Prof. Berman hopes that the kind of failure seen in Steve’s case will end, and that compassionate release will become a tool to reduce mass incarceration. He wrote that

more than 5000 federal prisoners are in ‘care level’ 3 or 4 facilities… As the [Dept. of Justice Inspector General] explained to the USSC in his testimony three years ago, beyond the humanitarian value of allowing ill persons to receive treatment outside of prison facilities, releasing ill prisoners helps ‘reduce overcrowding in the federal prison system” and can “result in cost savings for the BOP” and in turn the federal taxpayer.
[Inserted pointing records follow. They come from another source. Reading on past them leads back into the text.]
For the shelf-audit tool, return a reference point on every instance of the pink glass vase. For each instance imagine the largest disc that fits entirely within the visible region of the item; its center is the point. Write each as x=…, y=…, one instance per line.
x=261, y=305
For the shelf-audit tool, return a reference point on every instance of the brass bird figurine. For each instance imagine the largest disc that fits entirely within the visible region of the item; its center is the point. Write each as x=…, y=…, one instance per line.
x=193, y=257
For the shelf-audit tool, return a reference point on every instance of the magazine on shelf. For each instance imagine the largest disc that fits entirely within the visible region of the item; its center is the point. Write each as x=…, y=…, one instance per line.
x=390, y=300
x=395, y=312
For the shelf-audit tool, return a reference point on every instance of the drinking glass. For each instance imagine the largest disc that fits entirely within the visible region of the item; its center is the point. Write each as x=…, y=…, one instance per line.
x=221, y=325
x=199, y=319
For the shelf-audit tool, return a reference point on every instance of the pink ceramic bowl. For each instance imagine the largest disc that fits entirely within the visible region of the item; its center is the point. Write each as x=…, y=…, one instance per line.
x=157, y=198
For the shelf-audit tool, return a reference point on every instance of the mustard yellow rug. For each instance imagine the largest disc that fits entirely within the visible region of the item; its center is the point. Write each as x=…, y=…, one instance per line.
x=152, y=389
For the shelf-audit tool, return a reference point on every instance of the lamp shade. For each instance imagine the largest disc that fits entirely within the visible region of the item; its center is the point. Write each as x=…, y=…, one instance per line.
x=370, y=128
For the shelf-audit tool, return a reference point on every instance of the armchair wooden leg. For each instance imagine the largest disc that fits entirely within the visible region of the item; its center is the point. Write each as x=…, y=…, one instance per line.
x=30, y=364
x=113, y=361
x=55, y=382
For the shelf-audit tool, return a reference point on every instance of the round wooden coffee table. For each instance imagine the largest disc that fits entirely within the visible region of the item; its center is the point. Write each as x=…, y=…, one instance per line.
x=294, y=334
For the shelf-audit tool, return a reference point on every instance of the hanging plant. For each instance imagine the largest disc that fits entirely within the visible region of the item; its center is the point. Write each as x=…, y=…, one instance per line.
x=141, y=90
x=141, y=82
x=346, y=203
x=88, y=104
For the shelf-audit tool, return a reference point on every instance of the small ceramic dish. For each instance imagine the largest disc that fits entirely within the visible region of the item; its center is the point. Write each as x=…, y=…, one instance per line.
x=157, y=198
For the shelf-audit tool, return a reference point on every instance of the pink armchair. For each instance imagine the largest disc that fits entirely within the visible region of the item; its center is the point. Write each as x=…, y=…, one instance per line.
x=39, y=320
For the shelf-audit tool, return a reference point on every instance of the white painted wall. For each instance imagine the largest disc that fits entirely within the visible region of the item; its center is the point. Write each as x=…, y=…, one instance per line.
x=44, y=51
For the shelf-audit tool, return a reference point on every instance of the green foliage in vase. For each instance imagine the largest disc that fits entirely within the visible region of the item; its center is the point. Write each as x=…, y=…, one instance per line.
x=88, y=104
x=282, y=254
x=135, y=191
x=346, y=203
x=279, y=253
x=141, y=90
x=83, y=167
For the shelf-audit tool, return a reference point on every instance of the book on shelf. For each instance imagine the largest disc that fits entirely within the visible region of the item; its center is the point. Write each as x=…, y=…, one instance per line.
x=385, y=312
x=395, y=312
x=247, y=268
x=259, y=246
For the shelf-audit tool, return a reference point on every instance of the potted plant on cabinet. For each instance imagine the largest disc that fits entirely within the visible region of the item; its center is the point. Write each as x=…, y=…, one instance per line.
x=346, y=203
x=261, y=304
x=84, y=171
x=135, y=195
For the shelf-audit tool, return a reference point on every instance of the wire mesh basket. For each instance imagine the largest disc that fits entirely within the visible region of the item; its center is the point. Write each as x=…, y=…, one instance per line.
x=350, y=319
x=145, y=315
Even if we imagine only 10% of elderly and ill federal inmates are suitable candidates for compassionate release, we still could be looking at a means for releasing many thousands of federal prisoners in relatively short order.

Sentencing Law and Policy, Compassionate release after FIRST STEP: Should many thousands of ill and elderly federal inmates now be seeking reduced imprisonment in court? (Feb. 18)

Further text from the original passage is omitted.